A bright burst of light blossomed from ten feet away and Crow felt something rip into his thigh. He screamed, dropping his gun. He’d been hit, goddamnit!
Someone had hands on him and he tried to lash out, but stopped in time to keep from knocking Heddy away. She felt along his body and then the floor until she found the gun.
The whole room lit up with sound and smoke. Heddy and the man with the gun spattered the darkness with rapid-fire blinks of harsh white blasts.
Crow ducked, covering his head with his arms, squirming and moaning from the scalding hot pain shooting up from his thigh. He expected to be hit again, to die here on the floor of a filthy house on the night before the door opened to real freedom. He was yelling without knowing it, “Nononononono...!” He was panicked to the point of insanity.
The firing ceased and the clicking of a hammer on an empty cylinder was all that remained. Crow threw off his arms from around his head and tried to see something, anything. Heddy kneeled over him, her legs against his back, and it was she who was holding out the revolver before her, clicking and clicking on dead air. She finally slumped back on her heels.
“Is he...?”
Heddy said nothing. She lowered the gun and finally dropped it to the floor. Crow could now hear the little girl crying from somewhere across the room. He saw shadows entering a doorway from the back of the house. Jay said, “Is it over? Heddy? Heddy, are you all right?”
#
DADDY was the one who got the flashlight and found the dead man. The oth
er man was hurt, but not dead. He was shot twice, once in the stomach and once in his arm. Daddy moved the flashlight beam over his body, the blood showing up like black spots against the man’s clothes. He was sprawled on the floor like a baby, holding both hands over his stomach and crying now. He’d been shot in the same place as the boy at the motel days before. In his stomach.

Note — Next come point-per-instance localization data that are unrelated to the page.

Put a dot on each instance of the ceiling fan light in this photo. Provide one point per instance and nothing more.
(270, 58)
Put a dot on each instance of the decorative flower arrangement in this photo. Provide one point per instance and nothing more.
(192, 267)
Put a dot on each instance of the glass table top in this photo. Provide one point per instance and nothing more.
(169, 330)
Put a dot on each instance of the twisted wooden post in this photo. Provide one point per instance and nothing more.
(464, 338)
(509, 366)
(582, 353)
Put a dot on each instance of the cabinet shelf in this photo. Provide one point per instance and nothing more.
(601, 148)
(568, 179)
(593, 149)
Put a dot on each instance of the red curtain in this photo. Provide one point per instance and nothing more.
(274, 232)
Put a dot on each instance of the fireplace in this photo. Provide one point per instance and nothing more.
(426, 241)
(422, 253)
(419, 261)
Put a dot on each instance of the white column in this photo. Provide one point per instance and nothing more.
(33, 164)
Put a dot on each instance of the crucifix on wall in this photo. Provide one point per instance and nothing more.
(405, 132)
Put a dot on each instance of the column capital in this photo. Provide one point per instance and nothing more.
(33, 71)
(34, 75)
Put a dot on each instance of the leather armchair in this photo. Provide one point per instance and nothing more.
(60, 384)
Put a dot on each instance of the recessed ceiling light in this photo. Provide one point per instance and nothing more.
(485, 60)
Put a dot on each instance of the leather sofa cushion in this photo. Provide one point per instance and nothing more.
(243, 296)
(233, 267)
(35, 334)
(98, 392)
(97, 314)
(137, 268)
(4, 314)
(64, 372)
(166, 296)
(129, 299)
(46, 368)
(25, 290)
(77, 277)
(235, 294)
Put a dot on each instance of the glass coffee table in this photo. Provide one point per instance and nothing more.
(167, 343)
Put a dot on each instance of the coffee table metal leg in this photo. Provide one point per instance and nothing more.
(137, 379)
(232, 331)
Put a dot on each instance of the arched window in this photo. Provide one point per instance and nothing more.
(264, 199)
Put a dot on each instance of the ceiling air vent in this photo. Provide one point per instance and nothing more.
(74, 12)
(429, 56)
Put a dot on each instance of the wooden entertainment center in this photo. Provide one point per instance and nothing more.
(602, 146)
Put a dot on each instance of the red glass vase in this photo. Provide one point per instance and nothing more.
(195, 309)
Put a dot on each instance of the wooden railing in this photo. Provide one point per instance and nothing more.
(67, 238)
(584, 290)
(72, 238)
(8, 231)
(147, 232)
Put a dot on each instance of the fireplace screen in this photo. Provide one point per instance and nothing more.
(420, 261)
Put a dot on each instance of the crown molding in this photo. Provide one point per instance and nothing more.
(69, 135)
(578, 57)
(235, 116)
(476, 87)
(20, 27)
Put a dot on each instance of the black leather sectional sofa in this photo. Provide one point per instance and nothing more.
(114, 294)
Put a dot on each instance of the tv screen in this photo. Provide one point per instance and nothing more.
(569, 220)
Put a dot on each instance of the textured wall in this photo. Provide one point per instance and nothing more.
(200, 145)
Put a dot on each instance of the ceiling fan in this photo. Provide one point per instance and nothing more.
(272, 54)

“Help me, I’m dying,” he said to Daddy.
Swinging the light away from him, Daddy rested it on Crow. Heddy was helping him to sit up. There was blood coming from his leg, staining the floor black. “You’re shot,” Daddy said.
“Yeah, he was hit in the leg,” Heddy said. She pulled her bag over to her and drew out a tee shirt. She took it by the neck and ripped it down the center, jerking at the material and cursing when it failed to give the first couple of tries.
“I’m dying!” The man said again.
Daddy kept the light on Crow’s upper leg while Heddy wrapped the shirt around it twice and tied it in a knot.
“How are you going to cross the border like that?” Daddy asked.
“Are you always so goddamn practical?” Heddy yelled.
“I’m a cop.” He shrugged as if to say it was expected of cops to make practical remarks and to think ahead.
“If you’re a cop, man, do something for me,” the dying man said. “I’m losing too much blood.”
Daddy turned back to him and stooped nearby, playing the light over his midsection. I could see how the blood had coated his hands, the slimy blood dripping off his knuckles to the floor. I cringed and turned away my face. I couldn’t watch it anymore.